L’atelier d’artiste est un thème récurrent de l’histoire de l’art, qu’il soit dessiné, peint ou photographié. Ce lieu fascine en tant que berceau du geste créateur, vision romantique de l’atelier héritée du XIXe siècle. Durant ce siècle, un véritable mythe se construit autour de la figure de l’artiste, admiré, qui devient « prescripteur de goût1 » pour la bourgeoisie et les bohèmes s’inspirant de son mode de vie, souvent fantasmé. Au début du XXe siècle, l’atelier devient alors un modèle architectural à Paris, inspirant de nouvelles constructions illuminées par de grandes verrières et une belle hauteur sous plafond, dans lesquelles la décoration poursuit cette recherche de la « vie bohème », créée par des mises en scène et des accumulations d’objets plus ou moins luxueux2. Plus tard, l’atelier de Chagall perpétue cette image et s’inscrit dans cette représentation mentale collective. Des photographies provenant des Archives Marc et Ida Chagall et les représentations de l’atelier permettent d’entrevoir l’atmosphère de ces espaces de création. Ces lieux sont en effet pluriels, suivant les nombreuses installations du peintre en Russie, en France, en Allemagne et en exil aux États-Unis pendant la Seconde Guerre mondiale. Cet espace de l’atelier, prenant de l’ampleur, a suivi l’évolution du statut social et de la reconnaissance de Chagall en tant qu’artiste, de son séjour à la Ruche de 1912 à 1914, une cité d’ateliers-logements du quartier de Vaugirard, jusqu’à la construction de la villa La Colline à Saint-Paul-de-Vence, où l’artiste s’installe en 1966. Ces lieux sont synonymes de rencontres et de collaborations lorsque Chagall aborde d’autres pratiques artistiques, ce qui transcende une vision très personnelle de l’atelier.

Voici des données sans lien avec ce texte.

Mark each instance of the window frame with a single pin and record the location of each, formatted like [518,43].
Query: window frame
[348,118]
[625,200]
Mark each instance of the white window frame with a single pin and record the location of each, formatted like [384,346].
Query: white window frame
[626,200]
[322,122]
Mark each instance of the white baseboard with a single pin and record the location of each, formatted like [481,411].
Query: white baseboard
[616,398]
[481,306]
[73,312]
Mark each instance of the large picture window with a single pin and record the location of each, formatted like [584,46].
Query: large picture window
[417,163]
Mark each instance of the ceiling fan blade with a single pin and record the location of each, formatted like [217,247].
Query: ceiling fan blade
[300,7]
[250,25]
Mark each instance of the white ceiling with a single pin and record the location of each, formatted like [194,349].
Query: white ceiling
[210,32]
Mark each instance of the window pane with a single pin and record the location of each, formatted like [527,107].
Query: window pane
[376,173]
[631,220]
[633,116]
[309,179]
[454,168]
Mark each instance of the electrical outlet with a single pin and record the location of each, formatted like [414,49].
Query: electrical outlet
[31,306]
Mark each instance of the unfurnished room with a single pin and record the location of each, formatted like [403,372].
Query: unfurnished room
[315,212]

Les œuvres représentant son atelier permettent de mettre en lumière sa fonction et le rôle spécifique que lui assigne l’artiste. Chagall ne peint pas en plein air : « Je peignais à ma fenêtre, jamais je ne me promenais dans la rue avec ma boîte de couleurs », affirme-t-il dans Ma vie3. L’atelier est un lieu charnière, matérialisant la rencontre entre l’intérieur et l’extérieur, cristallisée par la fenêtre. De la même manière que l’autoportrait, ces représentations de l’atelier témoignent de la réflexion de Chagall sur son statut d’artiste, telle une fenêtre sur son monde.

1 Manuel Charpy, « Les ateliers d’artistes et leurs voisinages. Espaces et scènes urbaines des modes bourgeoises à Paris entre 1830-1914 », Histoire urbaine, vol. 26, n° 3, 2009, p. 43-68.

2 Ibid.

3 Marc Chagall, Ma vie, Paris, réédition Stock, 1983, p. 166, in Élisabeth Pacoud-Rème, « Chagall, fenêtres sur l’œuvre », in Chagall, un peintre à la fenêtre (cat. exp., Nice, Musée national Marc Chagall, 25 juin-13 octobre 2008, Münster, Graphikmuseum Pablo Picasso Münster, 13 novembre-4 mars 2009), Paris, Réunion des musées nationaux, 2008, p. 33.